DANVERS – Eight residents of a nursing home in Danvers have tested positive for COVID-19, according to a message on the facility's website.
Hunt Nursing and Rehabilitation Center administrator Beth Barends said all residents who have tested positive or shown symptoms of the virus have been moved onto one unit.
"We remain in close communication with our residents and families throughout this unprecedented situation," Barends wrote in the message on Friday.
The situation at Hunt reflects the risks facing nursing homes as the coronavirus continues to spread. Older adults and people who live in nursing homes and long-term care facilities have a higher risk for severe illness from COVID-19, according to the Centers for Disease Control and Prevention.
In her statement, Barends said Hunt Nursing and Rehabilitation Center has enough personal protective equipment for its staff. She said the Massachusetts Department of Public Health and the Danvers Board of Health have been notified of the positive tests.
Barends said all residents at Hunt are checked for potential symptoms at least three times a day. In order to be tested, residents must be symptomatic or have a temperature over 100 degrees, she said.
Hunt Nursing, which is located on Lindall Street in Danvers, has 120 beds, according to the Nursing Home Compare website.
"Our primary concern is continuing to support our residents and staff while taking every measure to safeguard their health and safety," Barends wrote.
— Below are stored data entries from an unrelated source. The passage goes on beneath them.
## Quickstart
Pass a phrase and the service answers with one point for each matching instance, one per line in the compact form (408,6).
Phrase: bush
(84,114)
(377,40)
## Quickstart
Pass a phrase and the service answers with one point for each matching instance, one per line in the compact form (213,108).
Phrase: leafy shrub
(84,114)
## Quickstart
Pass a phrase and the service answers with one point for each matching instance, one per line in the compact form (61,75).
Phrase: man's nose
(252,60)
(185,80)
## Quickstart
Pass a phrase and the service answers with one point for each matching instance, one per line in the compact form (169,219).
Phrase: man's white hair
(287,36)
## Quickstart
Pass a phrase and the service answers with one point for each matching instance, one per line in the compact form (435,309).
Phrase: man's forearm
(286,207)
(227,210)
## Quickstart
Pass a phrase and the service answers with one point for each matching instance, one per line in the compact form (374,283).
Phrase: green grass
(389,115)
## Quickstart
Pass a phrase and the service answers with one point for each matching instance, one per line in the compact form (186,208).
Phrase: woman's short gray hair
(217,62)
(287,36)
She could not be reach for comment on Sunday.
Rich Bane, the president of BaneCare Management, said these are "very challenging times" for all nursing homes. His company manages Ledgewood Rehabilitation and Skilled Nursing Center in Beverly and Seacoast Skilled Nursing and Rehabilitation Center in Gloucester. The facilities are owned by Beth Israel Lahey Health.
Bane said on Sunday that no residents of Ledgewood or Seacoast had yet tested positive for COVID-19.
"We are doing everything we can to protect our residents and staff from the virus," Bane said.
Bane said the biggest challenge for nursing homes is staffing and protective equipment. Residents and staff are monitored several times per day, he said.
"Our front-line staff are heroes in every respect and we are doing everything possible to support them as they provide the care to our residents who are certainly most vulnerable," he said.